TokSing: Singing Voice Synthesis based on Discrete Tokens
Yuning Wu, Chunlei zhang, Jiatong Shi, Yuxun Tang, Shan Yang, Qin Jin
TL;DR
The paper tackles singing voice synthesis with discrete tokens by introducing TokSing, which blends SSL-derived token sources across layers and models to capture diverse singing semantics. It augments token-based representations with a melody signal $LF0$ and trains with a melody loss $\orall m$ and a token prediction loss $\mathcal{L}_{\text{tok}}$, enabling improved melody expression. Experiments on Opencpop and ACE-Opencpop show TokSing achieving higher objective and subjective quality than Mel-spectrogram baselines, while reducing intermediate representation cost and accelerating convergence. Overall, the work demonstrates the viability and efficiency of discrete-token SVS with melody-aware enhancements and cross-model token blending.
Abstract
Recent advancements in speech synthesis witness significant benefits by leveraging discrete tokens extracted from self-supervised learning (SSL) models.

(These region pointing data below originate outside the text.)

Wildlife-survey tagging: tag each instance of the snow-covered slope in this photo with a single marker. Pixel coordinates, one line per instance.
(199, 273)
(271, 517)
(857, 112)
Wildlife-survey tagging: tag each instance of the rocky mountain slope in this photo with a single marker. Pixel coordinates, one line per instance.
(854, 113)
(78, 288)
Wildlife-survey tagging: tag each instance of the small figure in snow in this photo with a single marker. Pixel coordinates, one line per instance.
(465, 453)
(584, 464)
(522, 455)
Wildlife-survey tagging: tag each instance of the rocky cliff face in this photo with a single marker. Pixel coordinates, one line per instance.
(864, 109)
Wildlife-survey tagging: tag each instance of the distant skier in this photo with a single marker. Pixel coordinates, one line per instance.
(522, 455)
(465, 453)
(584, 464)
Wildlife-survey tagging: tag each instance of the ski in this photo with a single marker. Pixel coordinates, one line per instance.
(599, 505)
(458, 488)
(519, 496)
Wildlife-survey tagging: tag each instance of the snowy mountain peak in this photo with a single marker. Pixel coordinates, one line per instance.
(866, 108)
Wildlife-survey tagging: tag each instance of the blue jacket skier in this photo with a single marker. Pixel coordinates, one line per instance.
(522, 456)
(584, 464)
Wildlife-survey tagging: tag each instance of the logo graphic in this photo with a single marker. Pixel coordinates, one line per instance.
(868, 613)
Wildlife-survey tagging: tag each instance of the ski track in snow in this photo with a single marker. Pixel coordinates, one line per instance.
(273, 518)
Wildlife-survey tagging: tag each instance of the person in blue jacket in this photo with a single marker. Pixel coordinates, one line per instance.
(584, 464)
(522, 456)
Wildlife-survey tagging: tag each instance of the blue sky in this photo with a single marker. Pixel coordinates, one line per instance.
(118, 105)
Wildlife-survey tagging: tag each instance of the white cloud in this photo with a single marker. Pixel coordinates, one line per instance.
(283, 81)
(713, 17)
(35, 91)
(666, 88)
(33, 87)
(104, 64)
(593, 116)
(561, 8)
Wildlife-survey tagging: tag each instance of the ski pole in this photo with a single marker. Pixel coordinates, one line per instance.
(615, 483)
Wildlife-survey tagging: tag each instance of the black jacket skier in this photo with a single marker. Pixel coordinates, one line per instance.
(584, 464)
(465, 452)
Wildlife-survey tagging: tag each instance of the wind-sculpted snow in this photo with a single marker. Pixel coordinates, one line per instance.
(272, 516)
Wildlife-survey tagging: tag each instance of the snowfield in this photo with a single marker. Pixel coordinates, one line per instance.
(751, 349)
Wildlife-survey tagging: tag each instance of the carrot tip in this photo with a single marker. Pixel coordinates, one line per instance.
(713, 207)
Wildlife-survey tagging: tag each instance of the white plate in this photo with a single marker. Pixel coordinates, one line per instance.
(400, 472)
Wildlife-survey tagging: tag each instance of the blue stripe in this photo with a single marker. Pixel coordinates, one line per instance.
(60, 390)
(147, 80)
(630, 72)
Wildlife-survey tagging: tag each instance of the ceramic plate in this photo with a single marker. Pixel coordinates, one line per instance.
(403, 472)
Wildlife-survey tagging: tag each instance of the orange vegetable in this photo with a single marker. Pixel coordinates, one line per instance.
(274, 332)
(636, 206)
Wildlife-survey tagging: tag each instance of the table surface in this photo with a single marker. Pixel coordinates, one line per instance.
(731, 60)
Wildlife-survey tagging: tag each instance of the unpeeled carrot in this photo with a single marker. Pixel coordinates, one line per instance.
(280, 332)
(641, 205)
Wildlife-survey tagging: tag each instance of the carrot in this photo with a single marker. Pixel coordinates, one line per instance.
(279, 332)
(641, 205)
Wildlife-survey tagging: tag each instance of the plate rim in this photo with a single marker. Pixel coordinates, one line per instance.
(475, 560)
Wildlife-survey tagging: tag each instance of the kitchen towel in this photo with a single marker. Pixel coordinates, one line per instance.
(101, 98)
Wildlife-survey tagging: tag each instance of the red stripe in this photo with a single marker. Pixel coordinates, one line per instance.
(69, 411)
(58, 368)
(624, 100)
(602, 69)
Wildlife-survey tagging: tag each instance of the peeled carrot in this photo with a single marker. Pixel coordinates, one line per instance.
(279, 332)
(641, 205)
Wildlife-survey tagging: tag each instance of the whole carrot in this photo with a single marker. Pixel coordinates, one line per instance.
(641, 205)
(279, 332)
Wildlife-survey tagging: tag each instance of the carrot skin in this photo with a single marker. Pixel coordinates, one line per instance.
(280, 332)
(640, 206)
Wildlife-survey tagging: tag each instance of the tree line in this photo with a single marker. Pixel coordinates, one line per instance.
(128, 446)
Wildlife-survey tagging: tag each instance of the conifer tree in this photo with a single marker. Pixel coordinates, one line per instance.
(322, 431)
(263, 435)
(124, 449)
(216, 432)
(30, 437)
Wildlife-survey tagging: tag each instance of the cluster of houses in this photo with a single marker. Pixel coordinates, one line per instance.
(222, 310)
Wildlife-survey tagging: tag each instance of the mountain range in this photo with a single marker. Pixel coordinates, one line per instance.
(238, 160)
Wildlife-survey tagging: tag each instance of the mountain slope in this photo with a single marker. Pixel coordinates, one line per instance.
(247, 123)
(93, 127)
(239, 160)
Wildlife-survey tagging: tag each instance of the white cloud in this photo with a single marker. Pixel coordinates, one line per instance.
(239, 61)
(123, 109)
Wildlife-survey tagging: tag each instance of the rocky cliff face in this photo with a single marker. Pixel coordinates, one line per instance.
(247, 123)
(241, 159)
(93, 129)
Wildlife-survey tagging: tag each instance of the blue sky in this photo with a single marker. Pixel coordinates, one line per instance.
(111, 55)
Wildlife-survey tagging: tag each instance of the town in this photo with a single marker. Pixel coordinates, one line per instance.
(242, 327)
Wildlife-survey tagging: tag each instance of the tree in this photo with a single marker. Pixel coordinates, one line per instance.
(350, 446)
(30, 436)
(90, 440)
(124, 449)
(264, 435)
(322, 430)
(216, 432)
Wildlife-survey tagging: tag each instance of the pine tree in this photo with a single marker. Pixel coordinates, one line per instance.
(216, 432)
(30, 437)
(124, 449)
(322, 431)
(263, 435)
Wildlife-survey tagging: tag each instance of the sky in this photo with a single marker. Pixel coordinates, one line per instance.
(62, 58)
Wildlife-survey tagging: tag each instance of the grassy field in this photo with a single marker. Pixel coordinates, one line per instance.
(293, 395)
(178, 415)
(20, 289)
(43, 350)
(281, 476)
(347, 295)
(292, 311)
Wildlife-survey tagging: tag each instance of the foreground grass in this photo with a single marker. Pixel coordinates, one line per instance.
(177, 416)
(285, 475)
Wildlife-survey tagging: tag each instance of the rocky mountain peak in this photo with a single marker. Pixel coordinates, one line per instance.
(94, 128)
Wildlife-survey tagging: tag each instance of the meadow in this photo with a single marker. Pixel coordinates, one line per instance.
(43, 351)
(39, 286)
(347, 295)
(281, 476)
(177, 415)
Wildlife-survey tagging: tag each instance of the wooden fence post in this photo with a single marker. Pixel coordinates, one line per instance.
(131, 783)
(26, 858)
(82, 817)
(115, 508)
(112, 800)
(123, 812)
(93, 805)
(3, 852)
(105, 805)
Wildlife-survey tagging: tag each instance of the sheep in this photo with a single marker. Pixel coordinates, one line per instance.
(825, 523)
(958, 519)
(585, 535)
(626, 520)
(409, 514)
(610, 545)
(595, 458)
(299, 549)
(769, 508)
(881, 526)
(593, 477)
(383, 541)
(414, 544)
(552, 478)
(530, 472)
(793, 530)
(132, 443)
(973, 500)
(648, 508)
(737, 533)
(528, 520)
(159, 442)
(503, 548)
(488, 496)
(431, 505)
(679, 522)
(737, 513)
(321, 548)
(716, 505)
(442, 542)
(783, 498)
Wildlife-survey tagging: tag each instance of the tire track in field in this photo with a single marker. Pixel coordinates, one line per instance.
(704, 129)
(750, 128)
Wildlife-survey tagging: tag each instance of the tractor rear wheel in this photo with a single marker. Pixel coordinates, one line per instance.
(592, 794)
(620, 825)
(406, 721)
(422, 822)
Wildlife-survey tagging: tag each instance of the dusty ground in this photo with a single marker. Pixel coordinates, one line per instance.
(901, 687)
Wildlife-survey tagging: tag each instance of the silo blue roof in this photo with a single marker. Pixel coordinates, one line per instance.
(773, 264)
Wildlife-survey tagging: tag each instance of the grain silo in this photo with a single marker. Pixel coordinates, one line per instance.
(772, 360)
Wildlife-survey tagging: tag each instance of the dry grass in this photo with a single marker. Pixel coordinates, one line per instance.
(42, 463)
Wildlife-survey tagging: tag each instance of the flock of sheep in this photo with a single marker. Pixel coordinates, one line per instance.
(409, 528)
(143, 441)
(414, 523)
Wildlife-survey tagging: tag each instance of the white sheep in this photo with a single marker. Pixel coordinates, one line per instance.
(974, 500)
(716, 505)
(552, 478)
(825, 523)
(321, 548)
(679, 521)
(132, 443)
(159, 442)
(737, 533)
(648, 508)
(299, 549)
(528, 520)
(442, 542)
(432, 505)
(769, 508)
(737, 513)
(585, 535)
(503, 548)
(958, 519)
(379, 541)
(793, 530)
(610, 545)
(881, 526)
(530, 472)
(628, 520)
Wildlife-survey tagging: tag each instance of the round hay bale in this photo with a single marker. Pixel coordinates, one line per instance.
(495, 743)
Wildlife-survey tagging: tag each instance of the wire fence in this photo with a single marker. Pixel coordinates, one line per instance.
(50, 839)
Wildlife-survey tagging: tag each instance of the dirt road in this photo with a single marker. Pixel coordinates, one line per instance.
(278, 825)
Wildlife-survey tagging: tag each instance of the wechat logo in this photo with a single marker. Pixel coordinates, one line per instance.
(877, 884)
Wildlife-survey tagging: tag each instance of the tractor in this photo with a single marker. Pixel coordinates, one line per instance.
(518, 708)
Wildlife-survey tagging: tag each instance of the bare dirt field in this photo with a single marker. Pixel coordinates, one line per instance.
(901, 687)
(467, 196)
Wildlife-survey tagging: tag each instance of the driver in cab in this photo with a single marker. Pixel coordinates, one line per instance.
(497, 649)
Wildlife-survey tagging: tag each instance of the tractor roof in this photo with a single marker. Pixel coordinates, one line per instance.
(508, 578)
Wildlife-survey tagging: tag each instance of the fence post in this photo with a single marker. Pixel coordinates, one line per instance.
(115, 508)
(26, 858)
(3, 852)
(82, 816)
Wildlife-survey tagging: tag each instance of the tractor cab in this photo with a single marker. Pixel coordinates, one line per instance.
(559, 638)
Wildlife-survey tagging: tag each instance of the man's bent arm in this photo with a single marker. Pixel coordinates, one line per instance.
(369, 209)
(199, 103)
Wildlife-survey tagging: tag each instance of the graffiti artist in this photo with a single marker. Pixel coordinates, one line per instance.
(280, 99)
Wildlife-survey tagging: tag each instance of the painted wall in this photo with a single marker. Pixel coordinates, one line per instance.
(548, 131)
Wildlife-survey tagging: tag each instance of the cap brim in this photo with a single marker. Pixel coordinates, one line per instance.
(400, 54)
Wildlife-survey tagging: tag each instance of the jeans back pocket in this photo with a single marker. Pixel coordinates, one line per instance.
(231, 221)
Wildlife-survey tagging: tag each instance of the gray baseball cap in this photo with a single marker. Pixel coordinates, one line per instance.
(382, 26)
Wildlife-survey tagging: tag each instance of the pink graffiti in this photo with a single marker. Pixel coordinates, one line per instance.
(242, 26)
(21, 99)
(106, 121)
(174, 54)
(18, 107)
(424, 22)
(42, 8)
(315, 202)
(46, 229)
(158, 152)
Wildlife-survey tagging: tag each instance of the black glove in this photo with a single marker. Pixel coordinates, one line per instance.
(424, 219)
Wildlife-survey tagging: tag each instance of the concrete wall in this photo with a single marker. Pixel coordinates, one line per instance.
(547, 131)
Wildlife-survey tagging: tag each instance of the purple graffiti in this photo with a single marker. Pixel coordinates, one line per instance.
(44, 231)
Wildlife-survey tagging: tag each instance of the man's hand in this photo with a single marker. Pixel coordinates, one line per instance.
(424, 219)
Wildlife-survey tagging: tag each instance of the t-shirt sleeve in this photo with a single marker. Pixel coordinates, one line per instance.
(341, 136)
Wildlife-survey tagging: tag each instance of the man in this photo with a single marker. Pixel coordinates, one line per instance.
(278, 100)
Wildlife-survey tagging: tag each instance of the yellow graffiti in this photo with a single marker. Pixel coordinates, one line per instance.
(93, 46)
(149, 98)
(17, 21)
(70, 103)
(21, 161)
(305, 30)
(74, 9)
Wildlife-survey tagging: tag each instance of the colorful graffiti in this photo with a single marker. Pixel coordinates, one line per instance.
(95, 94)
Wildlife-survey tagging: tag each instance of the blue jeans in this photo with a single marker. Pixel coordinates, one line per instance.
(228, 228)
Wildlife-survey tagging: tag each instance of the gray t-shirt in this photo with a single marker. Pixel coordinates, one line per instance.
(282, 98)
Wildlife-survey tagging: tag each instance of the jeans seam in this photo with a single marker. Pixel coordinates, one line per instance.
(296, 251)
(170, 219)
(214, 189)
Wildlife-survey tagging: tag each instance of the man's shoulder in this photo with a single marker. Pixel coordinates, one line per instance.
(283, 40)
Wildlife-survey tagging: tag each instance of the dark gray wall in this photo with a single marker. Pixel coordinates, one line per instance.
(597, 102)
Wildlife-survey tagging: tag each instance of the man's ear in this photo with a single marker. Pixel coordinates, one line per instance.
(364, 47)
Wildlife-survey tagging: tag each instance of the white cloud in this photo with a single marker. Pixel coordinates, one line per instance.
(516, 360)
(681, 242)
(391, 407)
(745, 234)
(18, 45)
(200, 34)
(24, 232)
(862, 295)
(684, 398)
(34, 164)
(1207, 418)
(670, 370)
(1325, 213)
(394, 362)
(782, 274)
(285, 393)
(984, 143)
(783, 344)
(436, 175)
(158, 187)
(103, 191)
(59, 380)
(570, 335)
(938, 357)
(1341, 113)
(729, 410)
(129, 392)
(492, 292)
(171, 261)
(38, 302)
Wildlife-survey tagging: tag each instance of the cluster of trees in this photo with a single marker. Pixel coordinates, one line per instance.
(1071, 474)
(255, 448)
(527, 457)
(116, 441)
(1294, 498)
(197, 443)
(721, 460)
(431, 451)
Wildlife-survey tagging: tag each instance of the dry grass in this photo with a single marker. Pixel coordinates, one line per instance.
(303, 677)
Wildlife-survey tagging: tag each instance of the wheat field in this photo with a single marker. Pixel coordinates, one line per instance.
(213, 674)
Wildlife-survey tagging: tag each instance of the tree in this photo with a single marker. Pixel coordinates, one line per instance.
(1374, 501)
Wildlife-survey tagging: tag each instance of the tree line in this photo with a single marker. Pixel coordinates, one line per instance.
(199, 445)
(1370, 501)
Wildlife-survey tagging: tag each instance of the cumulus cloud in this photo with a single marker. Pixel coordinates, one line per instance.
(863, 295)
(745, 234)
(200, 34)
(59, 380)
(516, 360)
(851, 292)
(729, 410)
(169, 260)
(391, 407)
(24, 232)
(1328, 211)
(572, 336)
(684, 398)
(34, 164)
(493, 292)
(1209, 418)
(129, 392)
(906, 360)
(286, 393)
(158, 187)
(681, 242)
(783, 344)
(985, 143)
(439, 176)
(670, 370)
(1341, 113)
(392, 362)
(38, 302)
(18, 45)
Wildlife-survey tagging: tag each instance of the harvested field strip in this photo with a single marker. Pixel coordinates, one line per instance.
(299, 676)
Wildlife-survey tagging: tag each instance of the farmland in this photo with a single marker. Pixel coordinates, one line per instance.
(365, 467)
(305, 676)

Discrete tokens offer higher storage efficiency and greater operability in intermediate representations compared to traditional continuous Mel spectrograms. However, when it comes to singing voice synthesis(SVS), achieving higher levels of melody expression poses a great challenge for utilizing discrete tokens. In this paper, we introduce TokSing, a discrete-based SVS system equipped with a token formulator that offers flexible token blendings. We observe a melody degradation during discretization, prompting us to integrate a melody signal with the discrete token and incorporate a specially-designed melody enhancement strategy in the musical encoder. Extensive experiments demonstrate that our TokSing achieves better performance against the Mel spectrogram baselines while offering advantages in intermediate representation space cost and convergence speed.